Upon account termination, all your personal data, recordings, transcripts, documents, and templates will be permanently deleted within 30 (thirty) days, except for data that must be retained due to legal obligations.

You have the following rights regarding your personal data:

• Confirmation and access: confirm the existence of processing and access your personal data.
• Correction: request the correction of incomplete, inaccurate, or outdated data.
• Anonymization, blocking, or deletion: request the anonymization, blocking, or deletion of unnecessary, excessive, or non-compliant data.
• Portability: request the portability of your data to another service provider.
• Deletion: request the deletion of data processed based on consent.
• Sharing information: be informed about the public and private entities with which your data is shared.
• Consent revocation: revoke consent at any time, without affecting prior processing.
• Opposition: oppose data processing when carried out in non-compliance with applicable data protection laws.

To exercise any of these rights, contact us at privacidade@meet2doc.com.br. We will respond within 15 (fifteen) business days.

We use cookies and similar technologies for the operation of the platform:

• Essential (session) cookies: required for authentication, user session maintenance, and security. They cannot be disabled.
• Preference cookies: store user preferences such as language and interface settings.

We do not use third-party tracking cookies for advertising purposes. All information collected through cookies is processed in accordance with this Privacy Policy.
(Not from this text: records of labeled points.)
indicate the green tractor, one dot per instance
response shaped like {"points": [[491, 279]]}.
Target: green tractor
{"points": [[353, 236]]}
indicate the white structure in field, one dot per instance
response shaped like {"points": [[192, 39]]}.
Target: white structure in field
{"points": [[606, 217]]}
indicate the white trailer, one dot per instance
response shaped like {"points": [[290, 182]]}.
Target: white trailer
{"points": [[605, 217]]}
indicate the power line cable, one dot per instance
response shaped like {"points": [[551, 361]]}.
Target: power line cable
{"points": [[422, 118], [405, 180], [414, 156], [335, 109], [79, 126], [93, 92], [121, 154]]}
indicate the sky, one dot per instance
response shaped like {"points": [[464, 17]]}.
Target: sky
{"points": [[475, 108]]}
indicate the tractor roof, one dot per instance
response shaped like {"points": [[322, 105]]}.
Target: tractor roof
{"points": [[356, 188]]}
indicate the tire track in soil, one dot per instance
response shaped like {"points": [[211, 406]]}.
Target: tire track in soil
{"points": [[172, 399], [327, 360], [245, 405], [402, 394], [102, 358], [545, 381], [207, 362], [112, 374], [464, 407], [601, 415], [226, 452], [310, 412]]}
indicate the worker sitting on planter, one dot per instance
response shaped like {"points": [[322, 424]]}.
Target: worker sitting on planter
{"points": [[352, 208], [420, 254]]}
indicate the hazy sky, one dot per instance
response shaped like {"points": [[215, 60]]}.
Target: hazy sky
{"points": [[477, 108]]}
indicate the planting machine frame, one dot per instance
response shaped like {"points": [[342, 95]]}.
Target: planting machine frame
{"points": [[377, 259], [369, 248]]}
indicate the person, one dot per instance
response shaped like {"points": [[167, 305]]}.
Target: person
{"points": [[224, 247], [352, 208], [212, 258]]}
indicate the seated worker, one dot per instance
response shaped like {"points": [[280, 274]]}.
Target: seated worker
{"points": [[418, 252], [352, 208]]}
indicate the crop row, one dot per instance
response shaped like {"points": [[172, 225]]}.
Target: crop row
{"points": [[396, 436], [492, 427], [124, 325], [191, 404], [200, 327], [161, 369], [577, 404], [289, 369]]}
Your personal data may be transferred and processed on servers located in the United States of America through the following providers:

• Supabase: database infrastructure and storage.
• Stripe: payment processing.
• Google (Gemini): natural language processing.
• Recall.ai: meeting recording and transcription.

International transfers are carried out with appropriate safeguards, including:

• Standard contractual clauses with sub-processors.
• Verification that providers adopt data protection practices equivalent to or exceeding those required by applicable data protection laws.
• Technical security measures (encryption, access control) that accompany data regardless of location.

Meet2Doc is not intended for individuals under 18 (eighteen) years of age. We do not intentionally collect personal data from minors.

If we become aware that data from a minor has been inadvertently collected, we will take immediate steps to delete it from our systems.

If you are a legal guardian and believe that a minor under your responsibility has provided personal data to Meet2Doc, please contact us so we can arrange for its deletion.

This Privacy Policy may be updated periodically to reflect changes in our practices or legal requirements.

Significant changes will be communicated by:

• Email sent to the address registered in your account.
• Prominent notice on the platform upon login.
• Update of the “last updated” date at the top of this page.

We recommend that you review this Policy periodically. Continued use of the platform after changes constitutes acceptance of the updated version.

Meet2Doc has appointed a Data Protection Officer (DPO). For questions related to privacy and data protection:

• DPO Email: dpo@meet2doc.com.br
• Privacy Email: privacidade@meet2doc.com.br

If you are not satisfied with our response or the handling of your data, you have the right to file a complaint with the relevant data protection authority in your jurisdiction.